4.0

This is the first of what I consider to be John Kaag's popular philosophy trilogy, which includes Hiking with Nietzsche and Sick Souls, Healthy Minds. It's very much a precursor to Sick Souls, Healthy Minds, which goes more in-depth on William James' life and philosophy. This book is a general survey anchored by the Boston Brahmins, and includes Ralph Waldo Emerson, Henry David Thoreau, Charles Peirce, John Dewey, Jane Addams, William Ernest Hocking, Oliver Wendell Holmes, Josiah Royce, George Santayana, and Fanny Parnell—and of course, William James.

Part memoir, part history of philosophy, Kaag's book is an accessible exploration of American philosophy, through the lens of Kaag's own physical tramping through the mostly lost book collection at West Wind, the former home of Ernest Hocking, an influential American philosopher the general public hears very little about.

I appreciate the perspectival approach Kaag takes to philosophy, reminding us, in pragmatist fashion, that any given philosophy is always from the perspective of an "I."

Kaag is involved in a valuable effort to blur the lines between the public and the now over-technicalized world of academic philosophy.
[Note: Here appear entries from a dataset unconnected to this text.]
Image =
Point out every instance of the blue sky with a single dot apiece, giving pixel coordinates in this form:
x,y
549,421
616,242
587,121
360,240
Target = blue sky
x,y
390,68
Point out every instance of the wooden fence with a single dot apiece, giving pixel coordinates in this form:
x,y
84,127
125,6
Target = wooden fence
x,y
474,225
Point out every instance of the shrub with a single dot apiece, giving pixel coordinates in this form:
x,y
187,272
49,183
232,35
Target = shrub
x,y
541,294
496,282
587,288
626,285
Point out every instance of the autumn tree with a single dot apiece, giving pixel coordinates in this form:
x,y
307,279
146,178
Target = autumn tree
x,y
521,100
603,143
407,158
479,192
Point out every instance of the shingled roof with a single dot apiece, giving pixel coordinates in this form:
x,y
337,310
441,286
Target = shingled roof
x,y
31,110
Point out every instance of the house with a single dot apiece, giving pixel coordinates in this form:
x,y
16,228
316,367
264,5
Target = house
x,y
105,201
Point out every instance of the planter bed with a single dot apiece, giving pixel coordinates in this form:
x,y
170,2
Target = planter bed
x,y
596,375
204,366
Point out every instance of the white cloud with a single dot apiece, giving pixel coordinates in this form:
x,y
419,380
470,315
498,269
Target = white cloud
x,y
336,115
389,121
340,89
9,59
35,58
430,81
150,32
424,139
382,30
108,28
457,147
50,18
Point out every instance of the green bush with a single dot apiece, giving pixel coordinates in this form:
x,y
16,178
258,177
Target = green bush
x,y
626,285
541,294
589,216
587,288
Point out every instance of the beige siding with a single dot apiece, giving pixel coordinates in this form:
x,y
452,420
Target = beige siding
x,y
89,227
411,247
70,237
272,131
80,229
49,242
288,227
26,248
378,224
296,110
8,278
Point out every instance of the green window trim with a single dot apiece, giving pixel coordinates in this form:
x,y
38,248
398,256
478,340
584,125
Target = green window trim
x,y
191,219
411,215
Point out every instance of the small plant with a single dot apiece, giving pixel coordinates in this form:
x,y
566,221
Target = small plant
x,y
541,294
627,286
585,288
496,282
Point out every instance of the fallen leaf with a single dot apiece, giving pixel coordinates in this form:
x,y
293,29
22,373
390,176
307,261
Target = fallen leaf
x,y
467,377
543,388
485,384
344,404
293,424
Much has been lost as philosophy has moved to ivory towers, yet there are advocates of public philosophy that still draw breath!

This short-ish book makes for a good gift to those intimated by philosophy, going through a divorce (as Kaag was while writing it), or wanting to become acquainted with some of the great, albeit mostly male, thinkers of the 19th and early 20th-century world centered around New England.